Of films, after the Marjory Stoneman Douglas High School shooting in Parkland, Florida in 2018, the president said: “But the fact is, you are having movies come out that are so violent, with the killing and everything else. Maybe that’s another thing we’re going to have to discuss. And a lot of people are saying it.”

David Turner, mayor of Odessa, Texas, had similar things to say after the most recent mass shooting in his city and neighboring Midland, Texas. That shooting left seven dead and 22 injured.

“I think it’s a problem of the heart, to be honest with you,” Turner said on MSNBC. “We have some of the most violent video games that you can see.”

This kind of scapegoating only serves to distract from more substantial efforts to understand and curtail gun violence. Violence in entertainment such as in movies and video games cannot be the main cause of mass shootings in the U.S.

The U.S.’s rate of gun violence is much higher than that of most other developed countries. Mass shootings in particular are almost unheard of in most of the rest of the developed world.

Despite the massive contrast between the levels of violence in other countries, violence in entertainment is more or less universal. As Colin Geddes, former programmer for the Toronto International Film Festival, said, according to the Los Angeles Times, “That’s not happening up here. People watch American movies all around the world, and it’s not the same.”

And a 10-country comparison by The Washington Post of gun-related murders per 100,000 people versus video game spending per capita found no positive correlation whatsoever between the two – in fact, it found a weak negative correlation.

South Korea and the Netherlands, for example, spend over twice what the U.S. does per capita on video games, but have vastly lower rates of both gun violence and mass shootings, according to The Post’s comparison. The average Australian spends almost 50% more than the average American does on video games, but a random shooting in the northern city of Darwin that killed four people this June and injured one more was the worst mass shooting in the country since 1996, according to CNN.

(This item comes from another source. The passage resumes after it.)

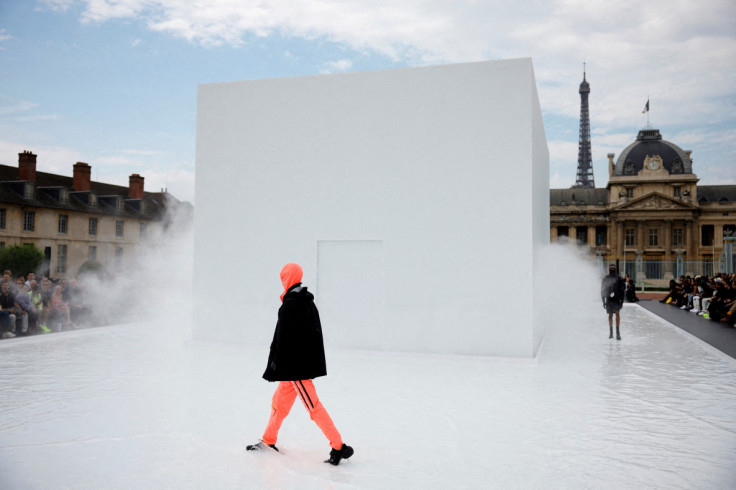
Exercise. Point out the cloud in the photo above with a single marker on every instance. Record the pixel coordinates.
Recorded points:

Even Canada, our culturally similar neighbor to the north, spends about 50% more per capita than we do on video games, yet has a much lower gun-related murder rate than we do.

Within the U.S., millions of people consume violent video games and other forms of violent entertainment, but very few go on to commit mass shootings. Patrick Markey, director of The Interpersonal Research Laboratory and professor of psychology at Villanova University, said only 20% of school shooters have reported playing violent video games, compared to 70% of high school students overall, according to CNBC.

The rhetoric repeated by Trump, Patrick, Turner and many others not only ignores the complexities of the issue of societal violence, but also has more immediate consequences.

After the El Paso and Dayton mass shootings, Universal Studios pulled advertisements for its politically satirical horror film, “The Hunt,” starring Hilary Swank.

On Aug. 9, ahead of the film’s September release, Trump tweeted: “The movie coming out is made in order to inflame and cause chaos. They create their own violence and then try to blame others. They are the true racists, and are very bad for our country!”

The next day, Universal canceled the film’s release.

In a statement to The Hill, representatives of the studio said, “We stand by our filmmakers and will continue to distribute films in partnership with bold and visionary creators, like those associated with this satirical social thriller. But we understand that now is not the right time to release this film.” Jason Blum, one of the film’s producers, said he still hopes Universal will find a way to release it later, according to Time Magazine.

Blaming gun violence in the real world on violence in entertainment does not seem like much of a stretch.

The debate over the moral implications of how we depict violence in film has raged through the public eye almost since film was invented, and video games – some violent, some not – take bigger roles in our culture every year.

But the argument crumbles very quickly under the weight of hard outside references. Repeating it only distracts from the real discussion around gun violence and sets back real, actionable solutions.